1. A real time document recognition system comprising:

a document structure analyzing module for marking a document into a plurality of blocks according to at least one structural characteristic of the document;

a reading scheduling module for arranging a reading schedule for reading the plurality of blocks;

a positioning module for positioning one block that is being read; and

a recognizing module for recognizing the block being read and then outputting the content of the block.

2. The real time document recognition system of claim 1 further comprising a visual detecting and tracking module for detecting whether the document exists or not, wherein the visual detecting and tracking module determines a position of the document if the document exists.

3. The real time document recognition system of claim 1 further comprising a voice conversion module for converting the content of the block being read into an audio signal.

4. The real time document recognition system of claim 1, wherein the positioning module controls an electrical motor for positioning the block that is being read.

5. The real time document recognition system of claim 1 further comprising an image capturing device for capturing the block that is being read as an image data, wherein the recognizing module recognizes the image of the block and then outputs the content of the block.

6. The real time document recognition system of claim 5, wherein when capturing the block that is being read, the image capturing device enlarges the image of the block for obtaining a higher image resolution.

7. The real time document recognition system of claim 1, wherein the positioning module is for positioning a partial region of the block being read, and wherein the recognizing module is for recognizing the partial region and then outputs the content of the partial region.

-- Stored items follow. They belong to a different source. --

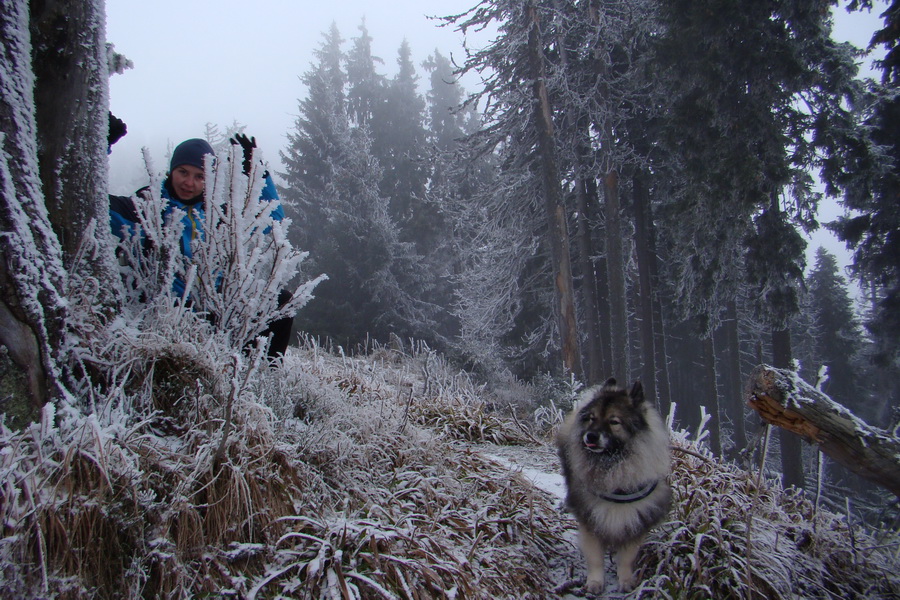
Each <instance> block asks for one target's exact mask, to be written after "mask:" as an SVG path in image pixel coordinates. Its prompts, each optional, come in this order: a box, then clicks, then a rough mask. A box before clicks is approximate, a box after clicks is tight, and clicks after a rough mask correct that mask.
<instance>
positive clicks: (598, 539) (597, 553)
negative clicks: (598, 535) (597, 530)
mask: <svg viewBox="0 0 900 600" xmlns="http://www.w3.org/2000/svg"><path fill="white" fill-rule="evenodd" d="M578 543H579V545H580V546H581V553H582V554H583V555H584V562H585V563H587V572H588V575H587V582H586V583H585V586H584V587H585V588H586V589H587V591H588V592H590V593H592V594H599V593H601V592H602V591H603V586H604V577H605V575H606V551H605V550H604V548H603V544H601V543H600V540H599V539H597V536H596V535H594V532H592V531H590V530H589V529H588V528H586V527H585V526H584V525H582V524H581V523H579V524H578Z"/></svg>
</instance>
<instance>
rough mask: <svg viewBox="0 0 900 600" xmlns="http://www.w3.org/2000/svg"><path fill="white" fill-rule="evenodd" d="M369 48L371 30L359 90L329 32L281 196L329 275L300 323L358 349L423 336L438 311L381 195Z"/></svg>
mask: <svg viewBox="0 0 900 600" xmlns="http://www.w3.org/2000/svg"><path fill="white" fill-rule="evenodd" d="M370 42H371V40H370V38H368V34H367V33H366V32H365V30H364V28H363V35H362V36H361V37H360V38H357V40H356V41H355V56H356V58H355V59H354V60H355V61H356V62H355V67H354V68H355V69H356V71H355V76H357V77H358V79H356V80H355V84H354V85H351V84H350V83H349V81H350V80H349V77H348V74H347V73H346V72H345V71H344V70H343V64H344V62H345V61H344V55H343V53H342V51H341V43H342V40H341V37H340V34H339V32H338V30H337V27H336V26H332V28H331V29H330V31H329V32H328V33H327V34H326V35H325V38H324V41H323V44H322V46H321V48H320V49H319V51H318V52H317V54H316V56H317V59H318V61H317V62H316V63H315V64H313V65H312V66H311V68H310V70H309V71H308V72H307V73H306V74H304V76H303V78H302V79H303V81H304V83H305V84H306V85H307V88H308V96H307V97H306V98H305V99H303V100H301V101H300V115H299V117H298V119H297V121H296V125H295V131H294V132H293V133H292V134H291V135H289V137H288V139H289V147H288V149H287V151H286V152H285V153H284V154H283V159H284V163H285V166H286V171H285V173H284V179H285V187H284V188H283V189H282V193H283V196H284V197H285V199H287V200H288V201H293V202H294V203H295V205H296V208H297V210H298V212H299V216H298V218H297V221H298V224H299V227H298V229H300V230H301V233H302V235H301V236H300V241H299V242H298V245H299V246H300V247H301V248H302V249H304V250H308V251H309V252H310V263H311V264H312V267H311V270H312V271H313V272H322V273H325V274H326V275H328V277H329V279H328V281H325V282H323V283H322V284H321V285H320V286H319V287H318V288H317V290H316V298H315V299H314V300H312V301H311V302H310V304H309V306H308V307H307V308H306V309H305V310H304V311H303V314H302V315H300V317H299V318H298V324H299V326H300V327H301V328H302V329H304V330H306V331H308V332H309V333H311V334H313V335H317V336H322V337H326V338H330V339H332V340H333V341H334V342H335V343H338V344H341V345H344V346H347V347H348V348H350V349H352V348H355V346H356V345H357V344H361V343H364V342H365V341H366V340H367V339H371V338H374V339H377V340H381V341H387V339H388V336H389V335H390V334H395V335H398V336H399V337H401V338H404V337H407V336H412V335H415V336H417V337H424V336H425V334H426V332H427V331H429V330H430V329H431V328H432V325H433V314H434V310H433V307H432V305H431V304H430V303H428V302H427V301H425V300H423V299H422V295H423V294H420V292H421V290H422V282H421V278H420V271H419V269H418V261H417V258H416V255H415V252H414V248H413V246H412V244H409V243H405V242H403V241H402V240H401V239H400V237H399V230H398V228H397V226H396V223H395V222H394V220H393V218H392V217H391V214H390V210H389V203H388V199H387V198H386V197H385V196H384V195H383V194H382V193H381V191H380V182H381V180H382V175H383V169H382V167H381V165H380V164H379V162H378V160H377V158H376V156H375V151H374V149H373V145H374V142H373V137H372V134H371V129H370V127H369V125H368V121H369V120H370V119H371V117H372V115H373V114H374V113H373V111H375V110H376V107H377V106H378V104H377V102H375V101H374V99H373V97H372V96H370V95H367V94H366V93H364V90H367V89H371V88H368V87H367V86H366V85H364V84H363V83H364V82H369V83H371V82H372V81H375V79H373V77H372V76H370V75H371V74H372V73H374V72H371V73H370V72H369V71H366V70H365V69H362V68H361V65H364V64H367V59H366V57H370V58H371V55H370V53H368V52H367V50H366V48H367V47H368V46H369V44H370ZM348 64H349V63H348ZM368 64H369V65H370V66H372V65H373V64H374V63H371V62H369V63H368ZM365 73H369V74H370V75H365ZM354 86H355V87H354ZM351 90H352V92H351ZM351 97H352V99H353V102H352V105H353V109H352V111H351V101H350V98H351ZM351 113H352V115H353V117H352V118H351Z"/></svg>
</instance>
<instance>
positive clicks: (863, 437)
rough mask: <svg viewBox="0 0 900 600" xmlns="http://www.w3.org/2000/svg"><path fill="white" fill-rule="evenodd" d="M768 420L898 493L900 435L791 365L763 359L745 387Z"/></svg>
mask: <svg viewBox="0 0 900 600" xmlns="http://www.w3.org/2000/svg"><path fill="white" fill-rule="evenodd" d="M745 395H746V398H747V404H749V405H750V407H751V408H753V409H754V410H755V411H756V412H757V413H759V415H760V416H761V417H762V418H763V420H764V421H766V422H767V423H770V424H772V425H777V426H778V427H781V428H783V429H787V430H788V431H791V432H793V433H796V434H797V435H799V436H802V437H803V438H804V439H806V440H807V441H808V442H810V443H814V444H816V445H817V446H818V447H819V450H821V451H822V452H824V453H825V454H827V455H828V456H830V457H831V458H832V459H834V460H835V461H837V462H838V463H840V464H842V465H844V466H845V467H847V468H848V469H850V470H851V471H853V472H854V473H856V474H857V475H859V476H861V477H863V478H865V479H867V480H869V481H871V482H873V483H875V484H877V485H879V486H881V487H883V488H885V489H887V490H890V491H891V492H893V494H894V495H896V496H898V497H900V439H898V438H897V437H896V436H894V435H892V434H891V433H890V432H888V431H885V430H884V429H879V428H878V427H873V426H871V425H868V424H867V423H866V422H865V421H863V420H862V419H860V418H859V417H857V416H855V415H854V414H853V413H852V412H850V411H849V410H847V408H845V407H844V406H842V405H840V404H838V403H837V402H835V401H834V400H832V399H831V398H829V397H828V396H826V395H825V394H823V393H822V392H820V391H819V390H817V389H815V388H814V387H812V386H810V385H809V384H807V383H806V382H804V381H803V380H802V379H800V377H799V376H798V375H797V374H796V373H794V372H793V371H787V370H783V369H776V368H774V367H770V366H768V365H759V366H758V367H756V368H755V369H754V370H753V372H752V373H751V374H750V379H749V380H748V382H747V388H746V392H745Z"/></svg>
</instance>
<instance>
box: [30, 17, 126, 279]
mask: <svg viewBox="0 0 900 600" xmlns="http://www.w3.org/2000/svg"><path fill="white" fill-rule="evenodd" d="M30 7H31V22H30V29H31V38H32V46H33V48H32V60H33V63H32V66H33V69H34V74H35V78H36V81H35V88H34V103H35V115H36V119H37V135H38V157H39V161H40V173H41V182H42V184H43V191H44V198H45V202H46V205H47V210H48V212H49V214H50V221H51V223H52V224H53V230H54V231H55V232H56V235H57V237H58V238H59V241H60V244H61V245H62V249H63V261H64V264H65V266H66V268H67V269H72V267H73V260H74V258H75V256H76V254H77V252H78V250H79V249H80V248H81V247H82V244H83V243H84V242H85V240H84V233H85V232H86V231H88V225H89V224H90V223H91V221H94V222H95V223H96V224H97V226H98V232H100V235H98V236H96V237H97V240H96V243H99V244H100V245H101V250H102V251H101V252H99V253H97V254H96V256H97V258H96V259H95V260H92V261H91V262H90V264H83V265H80V268H87V269H89V271H90V275H91V276H94V277H97V278H98V279H99V280H100V281H111V280H112V278H113V277H117V275H115V267H114V264H113V261H112V256H113V254H112V250H111V237H110V235H109V232H108V229H109V227H108V226H107V223H108V221H109V212H108V204H107V194H108V187H107V175H106V174H107V158H106V148H107V144H106V133H107V130H108V126H109V117H108V115H109V67H108V59H107V50H106V12H105V3H104V2H103V1H102V0H99V1H93V0H91V1H87V0H83V1H79V2H71V1H68V0H31V2H30ZM90 242H91V243H95V241H94V240H90ZM101 289H105V288H104V287H101Z"/></svg>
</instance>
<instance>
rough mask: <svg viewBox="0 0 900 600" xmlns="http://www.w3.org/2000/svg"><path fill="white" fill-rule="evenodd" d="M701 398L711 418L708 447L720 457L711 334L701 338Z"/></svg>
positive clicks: (715, 354)
mask: <svg viewBox="0 0 900 600" xmlns="http://www.w3.org/2000/svg"><path fill="white" fill-rule="evenodd" d="M701 343H702V344H703V375H704V377H703V381H704V384H703V389H704V393H703V397H704V398H705V399H706V400H707V404H708V406H709V414H710V416H711V417H712V418H711V419H710V421H709V425H708V426H707V430H708V431H709V445H710V447H711V448H712V451H713V453H715V455H716V456H722V431H721V430H722V427H721V426H722V411H721V410H720V409H719V386H718V385H716V381H717V379H718V378H717V376H716V345H715V342H714V341H713V335H712V332H709V335H707V336H706V337H705V338H703V340H702V342H701Z"/></svg>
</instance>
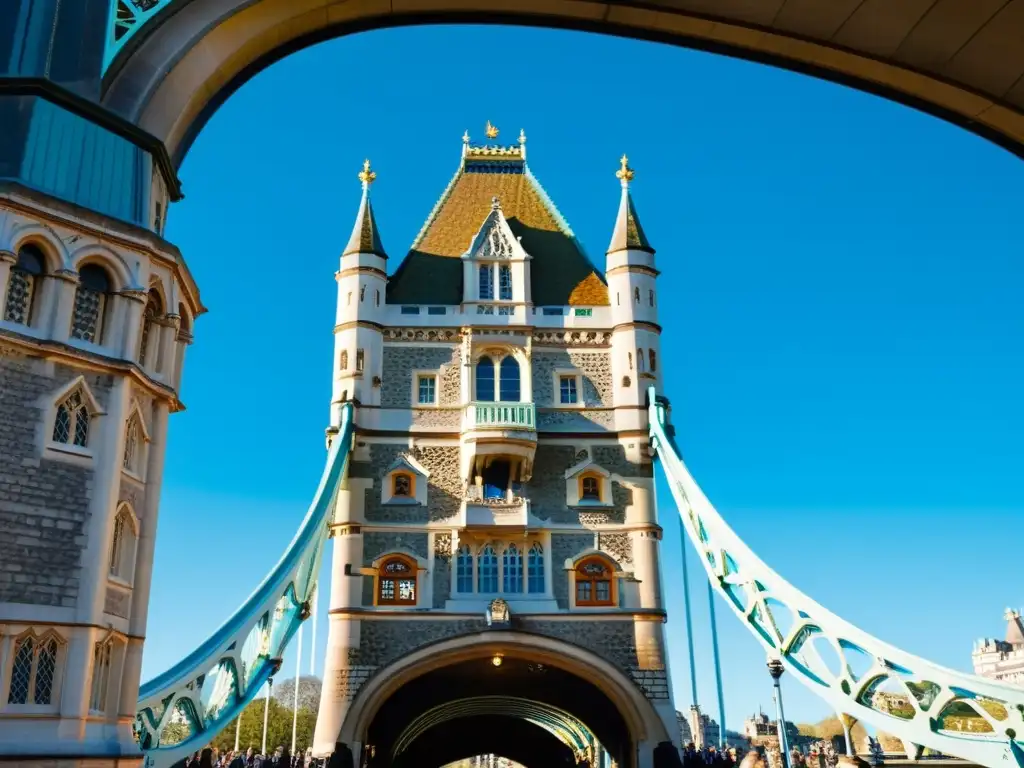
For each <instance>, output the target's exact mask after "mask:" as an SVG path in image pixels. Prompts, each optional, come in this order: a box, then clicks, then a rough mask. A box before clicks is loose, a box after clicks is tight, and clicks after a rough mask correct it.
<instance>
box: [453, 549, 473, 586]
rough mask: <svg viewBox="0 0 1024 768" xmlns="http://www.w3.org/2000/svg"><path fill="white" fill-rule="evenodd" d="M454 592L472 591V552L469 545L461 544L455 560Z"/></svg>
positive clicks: (472, 574) (472, 564) (472, 559)
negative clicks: (454, 589) (455, 577)
mask: <svg viewBox="0 0 1024 768" xmlns="http://www.w3.org/2000/svg"><path fill="white" fill-rule="evenodd" d="M455 569H456V572H455V575H456V585H455V589H456V592H463V593H469V592H472V591H473V552H472V551H471V550H470V549H469V545H466V544H464V545H462V546H461V547H460V548H459V553H458V554H457V555H456V560H455Z"/></svg>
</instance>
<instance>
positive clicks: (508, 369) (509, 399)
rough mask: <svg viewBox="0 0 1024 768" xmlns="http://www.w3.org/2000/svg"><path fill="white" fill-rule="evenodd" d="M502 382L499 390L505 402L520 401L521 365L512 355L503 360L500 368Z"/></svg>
mask: <svg viewBox="0 0 1024 768" xmlns="http://www.w3.org/2000/svg"><path fill="white" fill-rule="evenodd" d="M499 370H500V374H501V382H500V386H499V390H500V393H501V400H502V401H503V402H518V401H519V364H518V361H517V360H516V358H515V357H513V356H512V355H511V354H510V355H507V356H506V357H503V358H502V362H501V366H500V367H499Z"/></svg>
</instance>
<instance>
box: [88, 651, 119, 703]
mask: <svg viewBox="0 0 1024 768" xmlns="http://www.w3.org/2000/svg"><path fill="white" fill-rule="evenodd" d="M113 646H114V643H112V642H111V641H110V640H108V641H106V642H105V643H96V645H95V647H94V648H93V650H92V687H91V689H90V691H89V712H94V713H97V714H99V713H104V712H106V690H108V685H109V683H110V679H111V651H112V649H113Z"/></svg>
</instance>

8. The real time document recognition system of claim 1, wherein the document is selected from a group consisting of books, newspapers, maps, music scores, engineering designs, and pipeline layouts.

9. A real time document recognition method comprising the steps of:

marking a document into a plurality of blocks according to at least one structural characteristic of the document;

arranging a reading schedule for reading the plurality of blocks;

positioning one block that is being read; and

recognizing the block being read and then outputting the content of the block.

10. The real time document recognition method of claim 9 further comprising a step of detecting whether the document exists or not, wherein a position of the document is determined if the document exists.

11. The real time document recognition method of claim 9 further comprising a step of converting the content of the block being read into an audio signal.

12. The real time document recognition method of claim 9 further comprising a step of capturing the block being read as an image data, wherein during the step of recognizing, the image of the block is recognized and then the content of the block is outputted.

13. The real time document recognition method of claim 12, wherein during the step of capturing the block being read, the image of the block is enlarged for obtaining a higher image resolution.

14. The real time document recognition method of claim 9 further comprising a step of positioning a partial region of the block being read.

15. The real time document recognition method of claim 14 further comprising a step of recognizing the partial region and then outputting the content of the partial region.